A la veille du coup d'envoi de cette 22e conférence climat de l'ONU, sur 192 signataires du pacte de Paris et "après la ratification de l'Afrique du Sud mardi, ce sont 92 pays qui sont allés au bout du processus", s'est félicitée mercredi Ségolène Royal, la ministre française de l'Environnement et de l'Energie et présidente de la COP21.
Les seuils de 55 pays représentant 55% des émissions mondiales de gaz à effet de serre requis pour l'entrée en vigueur ont ainsi été franchis plus tôt que tous les pronostics des experts.
"Nous avons fait en neuf mois, ce qui avait pris huit ans pour le protocole de Kyoto", a souligné Mme Royal, signe d'une prise de conscience au plus haut niveau politique de l'urgence à agir pour garder des chances de limiter le réchauffement planétaire à 2°C au-dessus du niveau pré-industriel.
Parmi les très grands émetteurs, la Russie manque à l'appel et n'a pas donné d'indication sur une date de ratification. En Australie et au Japon, les processus sont engagés. En Europe, la Pologne, la Belgique, l'Italie et l'Espagne doivent encore faire ratifier au niveau national.
"Il est important de garder la dynamique de Paris et de ne pas seulement se réjouir de l'entrée en vigueur", prévient toutefois Alden Meyer, expert auprès de l'organisation américaine Union of concerned scientists.
Car les négociateurs ont encore du pain sur la planche, l'accord adopté par consensus contenant de nombreuses dispositions à préciser.
Mais le cap ayant été fixé (plafonner puis réduire les émissions de gaz à effet de serre au plus vite), "la COP22 doit être une COP de l'action et de la mise en oeuvre", plaide Tosi Mpanu-Mpanu, le porte-parole du groupe des Pays les moins avancés.
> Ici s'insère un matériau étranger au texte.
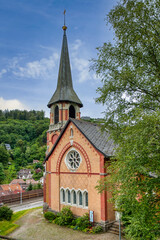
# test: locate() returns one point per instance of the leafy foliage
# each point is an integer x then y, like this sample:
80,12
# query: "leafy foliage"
26,137
83,222
50,216
5,213
65,217
2,173
97,229
130,74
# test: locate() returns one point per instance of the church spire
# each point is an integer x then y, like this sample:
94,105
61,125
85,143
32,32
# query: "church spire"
64,91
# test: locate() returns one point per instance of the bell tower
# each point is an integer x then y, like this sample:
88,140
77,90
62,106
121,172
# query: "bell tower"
64,103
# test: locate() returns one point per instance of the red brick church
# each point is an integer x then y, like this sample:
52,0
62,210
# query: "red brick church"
76,152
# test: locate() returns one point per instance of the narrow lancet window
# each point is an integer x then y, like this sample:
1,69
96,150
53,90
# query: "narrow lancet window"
72,112
56,115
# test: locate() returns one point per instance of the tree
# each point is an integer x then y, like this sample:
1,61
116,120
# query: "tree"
130,72
4,156
130,68
30,187
2,174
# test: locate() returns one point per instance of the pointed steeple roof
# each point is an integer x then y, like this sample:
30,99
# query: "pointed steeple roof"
64,90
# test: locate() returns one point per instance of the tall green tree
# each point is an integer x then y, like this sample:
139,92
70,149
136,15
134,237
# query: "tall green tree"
2,174
4,156
130,72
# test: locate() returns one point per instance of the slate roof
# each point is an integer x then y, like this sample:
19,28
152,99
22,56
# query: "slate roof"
64,91
100,140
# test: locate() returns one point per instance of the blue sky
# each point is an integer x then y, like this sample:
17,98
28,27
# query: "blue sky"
30,45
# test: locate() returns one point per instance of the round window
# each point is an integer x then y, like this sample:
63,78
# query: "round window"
73,160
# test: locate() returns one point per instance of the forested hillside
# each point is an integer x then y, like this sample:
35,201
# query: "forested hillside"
25,131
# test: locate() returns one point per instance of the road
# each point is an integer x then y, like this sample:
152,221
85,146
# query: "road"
27,205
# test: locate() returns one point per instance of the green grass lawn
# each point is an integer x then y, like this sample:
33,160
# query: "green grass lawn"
7,227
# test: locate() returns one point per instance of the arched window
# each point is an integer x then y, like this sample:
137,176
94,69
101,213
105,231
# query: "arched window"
56,115
80,198
72,112
63,196
85,199
68,196
74,197
71,132
54,138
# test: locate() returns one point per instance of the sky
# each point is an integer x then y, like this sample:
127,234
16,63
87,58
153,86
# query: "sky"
30,46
Parmi les sujets qui doivent progresser: la définition des règles de transparence entre les Etats, la montée en puissance de l'aide financière aux pays en développement, l'aide technique pour bâtir des politiques de développement "propres" (énergies renouvelables, transports et habitats moins énergivores, nouvelles pratiques agricoles, etc.), la présentation des stratégies nationales à 2050.
L'urgence de faire plus "L'enjeu le plus important à Marrakech, c'est de se mettre d'accord sur une date-butoir pour décider des règles d'application de l'accord, notamment les règles de transparence", estime Laurence Tubiana, la négociatrice française. "2017, ce n'est pas réaliste, mais 2018 c'est envisageable", selon elle.
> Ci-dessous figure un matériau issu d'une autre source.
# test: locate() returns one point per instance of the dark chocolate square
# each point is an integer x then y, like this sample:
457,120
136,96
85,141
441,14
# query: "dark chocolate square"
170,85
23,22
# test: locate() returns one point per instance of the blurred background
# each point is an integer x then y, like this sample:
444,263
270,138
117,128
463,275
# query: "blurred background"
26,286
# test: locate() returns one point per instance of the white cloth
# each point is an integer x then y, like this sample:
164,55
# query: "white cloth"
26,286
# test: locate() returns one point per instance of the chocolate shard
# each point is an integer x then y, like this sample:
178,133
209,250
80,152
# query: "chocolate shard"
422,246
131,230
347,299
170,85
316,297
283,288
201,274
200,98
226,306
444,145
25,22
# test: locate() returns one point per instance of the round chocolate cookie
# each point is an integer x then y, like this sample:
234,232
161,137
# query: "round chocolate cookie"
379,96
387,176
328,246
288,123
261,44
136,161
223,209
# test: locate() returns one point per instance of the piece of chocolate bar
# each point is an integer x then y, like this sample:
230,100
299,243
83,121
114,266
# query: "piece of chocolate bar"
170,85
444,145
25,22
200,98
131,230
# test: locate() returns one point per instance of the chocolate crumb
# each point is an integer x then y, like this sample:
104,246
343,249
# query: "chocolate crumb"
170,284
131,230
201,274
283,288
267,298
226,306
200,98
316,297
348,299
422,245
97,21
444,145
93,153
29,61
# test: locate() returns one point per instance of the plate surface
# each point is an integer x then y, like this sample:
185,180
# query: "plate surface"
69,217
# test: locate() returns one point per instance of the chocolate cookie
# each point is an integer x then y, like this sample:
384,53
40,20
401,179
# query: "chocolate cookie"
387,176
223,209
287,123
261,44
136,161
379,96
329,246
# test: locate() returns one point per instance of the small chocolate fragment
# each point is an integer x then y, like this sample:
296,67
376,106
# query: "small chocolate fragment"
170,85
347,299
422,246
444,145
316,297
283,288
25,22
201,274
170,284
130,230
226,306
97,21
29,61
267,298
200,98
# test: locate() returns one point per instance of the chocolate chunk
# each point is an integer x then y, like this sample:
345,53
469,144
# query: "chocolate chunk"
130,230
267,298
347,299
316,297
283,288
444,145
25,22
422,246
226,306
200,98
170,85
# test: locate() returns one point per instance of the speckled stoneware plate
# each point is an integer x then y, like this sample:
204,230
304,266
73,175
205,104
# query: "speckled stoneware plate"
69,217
Les règles de transparence concerneront les informations que les pays devront fournir sur leurs démarches pour limiter leurs émissions, ainsi que la progression des aides financières publiques.
Parallèlement à une transparence accrue, l'accord repose sur un renforcement des plans d'action de chaque pays qui vont jusqu'en 2025 ou 2030.
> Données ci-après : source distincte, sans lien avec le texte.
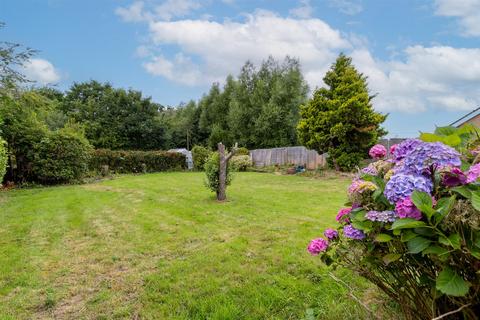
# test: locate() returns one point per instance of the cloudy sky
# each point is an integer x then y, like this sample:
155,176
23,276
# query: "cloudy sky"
421,57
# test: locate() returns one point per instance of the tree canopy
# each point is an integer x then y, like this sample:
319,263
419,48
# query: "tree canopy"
340,119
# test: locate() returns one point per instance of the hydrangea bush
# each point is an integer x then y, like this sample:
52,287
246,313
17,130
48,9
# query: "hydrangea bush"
412,227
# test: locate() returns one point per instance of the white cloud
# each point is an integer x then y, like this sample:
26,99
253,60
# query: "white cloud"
41,71
176,8
303,11
134,13
435,77
222,48
168,10
467,11
414,80
350,7
180,69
La somme des engagements actuels met la planète sur un trajectoire de +3°C, un seuil synonyme d'impacts beaucoup plus graves et déstabilisants que 2°C, qui sera déjà marqué par une aggravation des phénomènes climatiques (vagues de chaleur, sécheresses, inondations, montée du niveau de la mer, etc.).
"Chaque pays doit faire plus, mais on ne peut pas attendre 2025 ou 2030 pour le faire", avertit Laurence Tubiana qui, avec de nombreux autres experts, pousse pour des objectifs nationaux plus ambitieux d'ici 2020.
La question de l'aide aux pays en voie de développement sera encore un sujet sensible: sur les 100 milliards de dollars promis chaque année d'ici 2020, 67 milliards ont déjà été annoncés par les différents acteurs (Etats, banques multilatérales, etc.), selon l'OCDE.
De nouvelles annonces sont espérées par les pays les plus pauvres qui "manquent de ressources et d'expertise pour se protéger de manière adéquate des impacts dévastateurs", souligne Tosi Mpanu-Mpanu.
Enfin, Marrakech sera l'occasion de mesurer les progrès faits par certaines des quelques 70 coalitions lancées à l'occasion de la COP21 (alliance solaire, innovation, pratiques agricoles, systèmes d'alerte, etc.).
Les pays africains attendent beaucoup de l'Initiative pour les énergies renouvelables et des 10 milliards promis pour promouvoir les énergies vertes sur le continent. Une gouvernance a été mise en place et des projets sont actuellement évalués.